To this day, the cub remains out of the reach of his mother. Saddened by this, the Mother Bear looks down on the home she left to pursue her child through the skies. Now, anytime a mother loses her child, the Mother Bear, not wanting other mothers to suffer her fate, protects the child and guides them home.”
Reldon sniffed and wiped his beard of tears. They weren’t in danger of freezing in the igloo, their body heat kept the shelter warm, but it was an old habit. “I remember,” he said as Fortol finished the story, “when I went out as a child. I saw the Mother Bear chasing her cub in the sky. That’s when I realized what a fool I had been to run out on my own mother.
I couldn’t see the village through the snow storm. Instead, I just stood there in a panic, not knowing what to do. Something Inside of me made me decide I had to get home, so I just started walking. I tried to keep my back to the wind, but it seemed to shift which way it was blowing.
Pretty soon I could see the lights that hung on the Meeting House. I started to run toward them, and when I got to the center of the village, I was able to go from memory. I got back to my parents’ house just before I lost my fingers.”
Reldon had told this story before, but Fortol never disliked hearing it again.
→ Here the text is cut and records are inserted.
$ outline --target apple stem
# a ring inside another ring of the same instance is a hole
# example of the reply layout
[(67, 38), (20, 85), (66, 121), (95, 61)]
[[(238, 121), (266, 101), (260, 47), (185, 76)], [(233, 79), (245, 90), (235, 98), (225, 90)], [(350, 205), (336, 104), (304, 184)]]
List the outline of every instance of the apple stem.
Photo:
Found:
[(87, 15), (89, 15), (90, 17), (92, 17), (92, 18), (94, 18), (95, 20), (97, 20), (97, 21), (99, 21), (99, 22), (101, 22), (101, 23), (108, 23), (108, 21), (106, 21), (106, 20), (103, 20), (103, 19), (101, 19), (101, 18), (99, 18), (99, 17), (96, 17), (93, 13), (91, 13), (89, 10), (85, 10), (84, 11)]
The two had grown up in the same village, and Fortol’s parents had spent the erst of the winter after they’d heard what happened reminding Fortol not to do anything that reckless ever.
“What would a bear be afraid of that she would send her cub back to the den?” Vultato asked.
“You can’t think of anything that might be beastly enough to cause fear in even a bear?” Fortol asked. “Nothing with a hunger so ravenous it might fight a mother bear to get at her and her cub? Not a single creature whose desire for flesh drives it mad with gluttony?”
The other two went silent at the suggestion. Irotan were not creatures that one spoke of directly. They were terrifying beasts that ate anything they could get their bloody claws on, even their own kind. Some clans believed that irotan were once dwarves that resorted to cannibalism during the long winter. According to the elders in Fortol’s clan, they were evil creatures that could take the shape of a dwarf, but were something else entirely.
Regardless of their origin, there wasn’t a Frotunkin that didn’t grow up with warnings about not going out during the dead of winter. Especially not when you heard the howling of a hungry wind. No one, not even Reldon, would be such a fool that they would chase that howl.